Positive attitude towards the brand, significant openness to newsletter communication and a greater willingness to respond to advertising messages translate into higher customer spending. In the period of 6 months after completing the survey, the promoters spent 11% more compared to brand detractors.
It is worth noting that this difference is the result of both higher frequency of transactions and higher average value of a single transaction.
So How Can You Use the Insights from NPS Analysis to Communicate More Effectively?
Data Science Logic decided that one idea in particular is worth verifying, i.e. how the adjustment of the frequency of paid media exposure impacts the consumer’s most recent NPS score. This proved to be an interesting lead. Based on the data analysed, it was clear that promoters and detractors respond differently to escalating communication intensity. Their ad saturation curve is completely different. In the case of promoters, increased frequency of exposure initially results in an increase in response. Advertising message overload was achieved with 6 contacts. For detractors, however, the initial effect of increasing the number of contacts was negative. Only after exceeding 8 ad displays the effect was comparable to the promoters group.
Using these observations to optimise the number of ad displays, you can assume 6 is the limit for promoters. If you have not convinced the promoter within this time, you should let go of further attempts. This saves budget and reduces the risk of over-saturating the consumer with ads, thus preventing the promoter to join the group of unhappy customers. However, you should adopt completely different guidelines for detractors. In their case, it pays to aim for 8 or more ad displays. By applying the described optimisation, you could significantly reduce the number of contacts and save up to 80% of the budget, with the same effect (or even potentially slightly better, i.e. by 4%). Our analysis assumes that we only affect the frequency of communication, leaving everything else unchanged.
Further efficiencies can be gained by also testing the differentiation of consumer-facing content depending on the consumer’s last and previous NPS score. This applies to both paid advertising and communication based on own media: mailing, text messages, website personalisation.

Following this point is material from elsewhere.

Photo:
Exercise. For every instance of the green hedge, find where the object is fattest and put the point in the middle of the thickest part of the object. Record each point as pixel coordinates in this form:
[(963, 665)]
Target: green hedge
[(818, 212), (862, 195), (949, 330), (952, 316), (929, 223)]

So, to sum up the presented results, it should be noted that they depend on the conditions specific to a particular company, e.g. on the industry, frequency of purchases, nature and activity of the competition, consumer features. It is therefore worth conducting a similar analysis using your own data. To do this, you will need an NPS survey, conducted systematically in a way that allows you to link responses to a consumer identifier, and covers a wide range of channels in which consumer interactions with the brand are tracked. The wider the range of points of contact with the brand, where you can register consumer behaviour, the greater the possibilities to optimise the activities. NPS survey data can be a valuable addition, opening up additional opportunities.
Net Promoter Score is more than just a question. It allows you to get to know your customers better. NPS is a strong indicator of loyalty and, as it turns out, can be used to optimise marketing communications. Asking one simple question will help you reduce your paid media costs and reach the right customers with the right message. Of course, as long as you combine the answers you get with other valuable information about your customers.